To compare the BVEP inversion by NUTS and ADVI schemes, FIG. 5 displays the histogram of MCMC samples and the kernel density estimates of the posteriors generated from NUTS (left panel) versus those obtained by ADVI (right panel). From this figure, it is observed that NUTS and ADVI perform similarly in their estimates of the posterior, except that the mean-field ADVI slightly underestimates the variances compared to the estimations by NUTS algorithm. However, taking both approaches, the true values of excitabilities (dashed vertical lines) are under the support of the posterior densities indicating that the parameter recovery was successful. The samples corresponding to the brain nodes specified as HZ, PZ, and EZ are illustrated in grey, light grey and dark grey, respectively. Note that the prior for all 84 brain regions included in the analysis was assumed as a normal distribution centered at –2.5 with standard deviation of 1.0 (i.e., N(-2.5, 1.0) as shown in blue. To invert the BVEP model by NUTS algorithm, 200 number of sampling iterations and 200 warmup were used with the expected acceptance probability of 0.95, whereas to run ADVI, the maximum number of iterations and the convergence tolerance were set to 50000 and 0.001, respectively. In terms of computational time, for these algorithm configurations, sampling by NUTS took 23993.5 seconds whereas the running time of ADVI was 5392.62 seconds.

Once the model parameters have been estimated, it is necessary to assess the convergence of MCMC samples. To verify the reliability of the inferred estimates, we monitored the potential scale reduction factor R̂ as it is the most reliable quantitative metric for MCMC convergence. In addition, the posterior samples from the joint posterior probability distribution were plotted to show the efficiency of the transformed non-centered parameterization in comparison to the centered form of parameterization. FIG. 6 top row represents the posterior samples from the joint posterior probability distribution between the hyper-parameters σ and σ′, which are the standard deviation of the process (dynamical) noise and the measured noise, respectively (cf., Eq. (4)). In this figure, the left and middle columns show the result of sampling by NUTS with non-centered and centered form of parameterization, respectively.
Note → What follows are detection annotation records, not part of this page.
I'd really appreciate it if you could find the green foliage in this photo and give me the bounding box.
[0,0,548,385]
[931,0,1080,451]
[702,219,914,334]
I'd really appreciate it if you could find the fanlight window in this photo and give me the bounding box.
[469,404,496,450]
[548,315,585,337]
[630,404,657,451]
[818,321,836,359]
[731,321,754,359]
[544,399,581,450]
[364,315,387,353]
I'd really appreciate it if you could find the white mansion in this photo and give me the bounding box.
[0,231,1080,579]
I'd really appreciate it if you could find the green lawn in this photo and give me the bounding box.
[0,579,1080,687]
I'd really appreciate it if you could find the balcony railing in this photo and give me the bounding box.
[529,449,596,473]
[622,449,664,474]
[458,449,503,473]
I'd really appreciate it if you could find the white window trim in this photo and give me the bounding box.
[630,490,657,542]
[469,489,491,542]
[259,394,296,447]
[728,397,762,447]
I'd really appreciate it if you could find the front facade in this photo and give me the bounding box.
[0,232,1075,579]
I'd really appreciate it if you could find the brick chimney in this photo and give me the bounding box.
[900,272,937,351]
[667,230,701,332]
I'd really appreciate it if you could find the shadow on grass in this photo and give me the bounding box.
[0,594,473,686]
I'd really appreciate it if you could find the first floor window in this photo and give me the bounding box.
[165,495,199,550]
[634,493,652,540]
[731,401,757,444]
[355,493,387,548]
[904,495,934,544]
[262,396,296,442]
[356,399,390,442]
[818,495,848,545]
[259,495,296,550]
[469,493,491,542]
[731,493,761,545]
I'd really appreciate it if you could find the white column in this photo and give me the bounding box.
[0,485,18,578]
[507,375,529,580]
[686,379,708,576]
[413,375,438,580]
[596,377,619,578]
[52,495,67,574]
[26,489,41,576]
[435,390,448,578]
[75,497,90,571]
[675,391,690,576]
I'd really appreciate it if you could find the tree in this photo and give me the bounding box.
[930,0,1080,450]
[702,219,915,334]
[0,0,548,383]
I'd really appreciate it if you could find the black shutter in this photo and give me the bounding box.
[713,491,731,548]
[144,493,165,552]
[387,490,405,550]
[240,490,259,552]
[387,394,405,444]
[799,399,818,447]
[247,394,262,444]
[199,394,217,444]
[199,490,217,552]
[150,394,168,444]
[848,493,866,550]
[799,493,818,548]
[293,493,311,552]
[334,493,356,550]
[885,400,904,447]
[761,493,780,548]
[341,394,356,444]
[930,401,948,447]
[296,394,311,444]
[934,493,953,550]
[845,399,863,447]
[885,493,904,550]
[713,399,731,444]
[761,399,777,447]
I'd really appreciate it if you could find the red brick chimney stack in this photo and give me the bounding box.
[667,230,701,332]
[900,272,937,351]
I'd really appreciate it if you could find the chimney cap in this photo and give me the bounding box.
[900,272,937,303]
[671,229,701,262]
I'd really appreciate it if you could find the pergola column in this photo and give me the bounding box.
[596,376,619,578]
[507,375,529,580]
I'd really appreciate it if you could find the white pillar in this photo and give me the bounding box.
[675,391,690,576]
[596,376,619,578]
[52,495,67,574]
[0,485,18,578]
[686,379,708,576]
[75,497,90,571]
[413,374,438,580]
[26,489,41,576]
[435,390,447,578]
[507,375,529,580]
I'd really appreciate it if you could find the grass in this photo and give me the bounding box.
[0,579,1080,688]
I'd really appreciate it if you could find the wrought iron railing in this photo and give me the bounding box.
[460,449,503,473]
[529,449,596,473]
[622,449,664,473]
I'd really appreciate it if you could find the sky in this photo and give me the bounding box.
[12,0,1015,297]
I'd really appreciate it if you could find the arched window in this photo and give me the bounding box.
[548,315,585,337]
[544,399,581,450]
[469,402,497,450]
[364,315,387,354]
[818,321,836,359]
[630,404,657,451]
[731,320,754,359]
For the sake of comparison with NUTS, the last column illustrates the result from mean-field variant of ADVI. The dots in each scatterplot represent 200 samples drawn from the joint posterior probability distribution. In FIGS. 6A and B, it can be clearly seen that there is no correlation between the posterior samples drawn from non-centered parameterization, whereas the samples from the centered form show a high collinearity between hyper-parameters. Such a high collinearity leads to inefficient exploration of posterior which can be quantifiably observed in decreased numbers of effective samples and increased R̂ values. The values of R̂ for all of hidden states and parameters estimated by non-centered form are below 1.05 (see FIG. 6D), whereas more than 82 percent estimations by centered form has R̂ value above 1.1 (see FIG. 6E). This indicates that the Markov chains converged for non-centered but not for centered form of parameterization. The ratio of effective number of samples to the number of iteration (N_eff=N_iter) returned by centered form of NUTS is less than 0.001 for all the estimated parameters. This indicates the poor sampling from centered form of parameterization as it generates a very small number of independent samples per Markov chain.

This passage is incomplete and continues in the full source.